Культовые практики были заклеймены «парадной шумихой», «местничеством», «семейственностью», «зажимом самокритики»[73]. Естественно, что лица, допустившие такие преступления против партийной морали, не могли пользоваться доверием.
Репрессии против ответственных работников входят в систему с августа 1936 г.
Самыми крупными фигурами руководящего состава, репрессированными в 1936 — начале 1937 гг., были высокопоставленные сотрудники Наркомтяжпрома СССР: начальник строительства «Средуралмедьстрой» Жариков, начальник Уралцветмета Колегаев, начальники строительства Уралвагонстроя Марьясин и Тавштейн, начальник Химстроя Каширин, заведующий областным отделением местной промышленности Стриганов и его заместитель Медников. Взяли их в ходе фабрикации дела Ю. Пятакова.
За преступное отношение к выполнению своих обязанностей сняли с работы ряд советских работников — председателей районных исполнительных комитетов (Румянцев), председателей горсоветов (Пыхтеев)[74], как активный троцкист исключен из рядов ВКП(б) начальник планово-финансового отдела ОблЗУ Степанов В. В. Председатель облисполкома Ф. В. Головин — ближайший сотрудник Ивана Дмитриевича Кабакова — был также обвинен в участии в «троцкистско- зиновьевской контрреволюционной организации», исключен из партии, а затем арестован.
Тогда же приходит очередь партийных работников из аппарата обкома ВКП(б), Пермского горкома ВКП(б) и областного института марксизма-ленинизма.
Первым был исключен из партии «за троцкизм» заведующий отделом партийной агитации и пропаганды Пермского горкома ВКП(б) Матвеев Г. Ф. На следующий день обком дает поручение секретарю горкома ВКП(б) Голышеву проверить своих работников, отобранных Матвеевым, в горкоме и периферии.
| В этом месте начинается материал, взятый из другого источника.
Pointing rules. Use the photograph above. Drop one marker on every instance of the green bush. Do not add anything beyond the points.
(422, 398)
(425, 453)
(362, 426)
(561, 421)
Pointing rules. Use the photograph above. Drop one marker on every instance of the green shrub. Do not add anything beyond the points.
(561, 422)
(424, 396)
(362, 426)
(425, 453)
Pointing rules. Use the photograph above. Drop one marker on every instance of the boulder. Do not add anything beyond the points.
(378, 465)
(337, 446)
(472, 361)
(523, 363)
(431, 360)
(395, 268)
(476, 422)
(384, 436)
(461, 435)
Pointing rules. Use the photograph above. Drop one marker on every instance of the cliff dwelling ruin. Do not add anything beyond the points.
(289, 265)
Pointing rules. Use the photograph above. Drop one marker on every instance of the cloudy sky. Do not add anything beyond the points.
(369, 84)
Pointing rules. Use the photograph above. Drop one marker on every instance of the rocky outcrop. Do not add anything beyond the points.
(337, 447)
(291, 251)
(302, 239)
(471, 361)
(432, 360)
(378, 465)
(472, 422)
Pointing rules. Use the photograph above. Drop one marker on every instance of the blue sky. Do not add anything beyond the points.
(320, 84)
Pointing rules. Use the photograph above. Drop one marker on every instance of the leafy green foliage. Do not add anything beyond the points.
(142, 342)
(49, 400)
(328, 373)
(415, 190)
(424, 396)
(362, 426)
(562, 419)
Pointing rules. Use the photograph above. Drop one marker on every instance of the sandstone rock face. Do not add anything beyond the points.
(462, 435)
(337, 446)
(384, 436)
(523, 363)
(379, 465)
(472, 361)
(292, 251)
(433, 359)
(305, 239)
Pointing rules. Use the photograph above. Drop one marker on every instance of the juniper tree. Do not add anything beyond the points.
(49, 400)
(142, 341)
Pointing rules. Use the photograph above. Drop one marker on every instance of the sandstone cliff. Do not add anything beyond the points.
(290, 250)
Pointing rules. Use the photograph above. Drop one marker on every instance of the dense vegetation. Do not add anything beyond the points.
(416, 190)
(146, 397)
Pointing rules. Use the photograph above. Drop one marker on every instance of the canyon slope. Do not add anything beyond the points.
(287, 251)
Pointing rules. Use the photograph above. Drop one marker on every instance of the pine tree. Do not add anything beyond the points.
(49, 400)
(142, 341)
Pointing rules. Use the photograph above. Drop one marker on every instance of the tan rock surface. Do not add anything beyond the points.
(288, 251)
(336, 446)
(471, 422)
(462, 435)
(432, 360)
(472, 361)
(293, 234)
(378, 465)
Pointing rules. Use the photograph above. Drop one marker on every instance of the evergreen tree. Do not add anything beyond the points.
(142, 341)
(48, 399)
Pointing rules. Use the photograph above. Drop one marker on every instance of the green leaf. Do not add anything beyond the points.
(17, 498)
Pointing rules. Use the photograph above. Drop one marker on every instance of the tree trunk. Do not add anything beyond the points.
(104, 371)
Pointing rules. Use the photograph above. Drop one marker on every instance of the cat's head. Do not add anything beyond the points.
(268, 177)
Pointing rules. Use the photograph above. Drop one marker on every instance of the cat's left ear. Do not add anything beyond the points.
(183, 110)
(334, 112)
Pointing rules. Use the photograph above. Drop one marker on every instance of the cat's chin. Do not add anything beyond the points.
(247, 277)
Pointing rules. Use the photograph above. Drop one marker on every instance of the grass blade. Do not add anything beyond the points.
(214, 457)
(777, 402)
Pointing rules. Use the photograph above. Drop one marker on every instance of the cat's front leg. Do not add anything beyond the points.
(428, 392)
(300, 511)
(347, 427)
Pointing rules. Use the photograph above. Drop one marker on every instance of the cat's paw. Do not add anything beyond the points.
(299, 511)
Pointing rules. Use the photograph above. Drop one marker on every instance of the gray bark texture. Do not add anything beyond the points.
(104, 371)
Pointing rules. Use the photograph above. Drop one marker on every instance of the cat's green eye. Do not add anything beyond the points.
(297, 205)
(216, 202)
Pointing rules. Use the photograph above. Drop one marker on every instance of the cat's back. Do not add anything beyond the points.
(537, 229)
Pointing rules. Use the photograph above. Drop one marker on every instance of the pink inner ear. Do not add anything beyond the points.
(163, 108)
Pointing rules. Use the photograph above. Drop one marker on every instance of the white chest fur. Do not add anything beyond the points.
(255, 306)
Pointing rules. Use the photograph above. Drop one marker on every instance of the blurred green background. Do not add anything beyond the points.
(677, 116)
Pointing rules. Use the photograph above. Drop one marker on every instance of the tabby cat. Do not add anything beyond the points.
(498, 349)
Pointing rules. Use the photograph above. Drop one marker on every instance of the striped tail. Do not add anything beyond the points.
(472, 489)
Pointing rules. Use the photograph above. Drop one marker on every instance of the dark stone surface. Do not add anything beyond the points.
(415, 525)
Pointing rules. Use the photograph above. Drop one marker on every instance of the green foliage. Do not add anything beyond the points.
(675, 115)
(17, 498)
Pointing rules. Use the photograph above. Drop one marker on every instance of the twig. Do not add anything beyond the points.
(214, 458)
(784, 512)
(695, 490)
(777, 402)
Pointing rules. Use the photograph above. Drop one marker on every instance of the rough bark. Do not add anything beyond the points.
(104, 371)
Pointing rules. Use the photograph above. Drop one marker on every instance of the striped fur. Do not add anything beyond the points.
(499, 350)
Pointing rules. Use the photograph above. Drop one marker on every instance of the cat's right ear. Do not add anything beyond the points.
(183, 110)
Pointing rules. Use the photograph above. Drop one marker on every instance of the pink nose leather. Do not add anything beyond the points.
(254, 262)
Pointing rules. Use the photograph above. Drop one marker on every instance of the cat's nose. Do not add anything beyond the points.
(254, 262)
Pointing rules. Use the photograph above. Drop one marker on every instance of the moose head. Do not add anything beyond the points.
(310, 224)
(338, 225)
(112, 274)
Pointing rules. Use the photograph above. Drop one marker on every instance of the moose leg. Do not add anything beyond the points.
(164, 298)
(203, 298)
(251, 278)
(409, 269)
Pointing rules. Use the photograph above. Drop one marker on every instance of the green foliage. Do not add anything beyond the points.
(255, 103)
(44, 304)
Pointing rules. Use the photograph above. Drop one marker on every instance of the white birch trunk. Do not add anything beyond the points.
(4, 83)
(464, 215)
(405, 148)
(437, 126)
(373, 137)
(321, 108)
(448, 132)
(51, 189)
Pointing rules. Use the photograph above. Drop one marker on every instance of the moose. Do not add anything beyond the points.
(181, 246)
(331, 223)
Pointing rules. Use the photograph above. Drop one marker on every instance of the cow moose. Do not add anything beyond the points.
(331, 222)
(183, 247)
Параллельно репрессии разворачивались в аппарате областного отдела народного образования: 31 августа 1936 г. как двурушника исключили из партии заведующего школьным сектором Свердловского обкома ВКП(б) Застенкера Н. Е., была снята с работы заведующая Пермским городским отделом народного образования Нетупская[75].
В сентябре-декабре 1936 г. «вычищается» руководство учебных заведений г. Свердловска: за связь с троцкистами репрессированы директор института марксизма-ленинизма Новик (эта должность утверждалась ЦК ВКП(б)), преподаватель Лемкова, директор Горного института Скороделов и др.[76]
Этапным рубежом репрессивной политики стал второй Московский процесс. Разгром Главхимпрома вызвал волну арестов на предприятиях химической промышленности Урала. Вместе с директором завода им. Кирова были арестованы и секретари горкомов ВКП(б) Дьячков и Чернецов, заместитель заведующего промышленным отделом обкома ВКП(б) Спивак[77].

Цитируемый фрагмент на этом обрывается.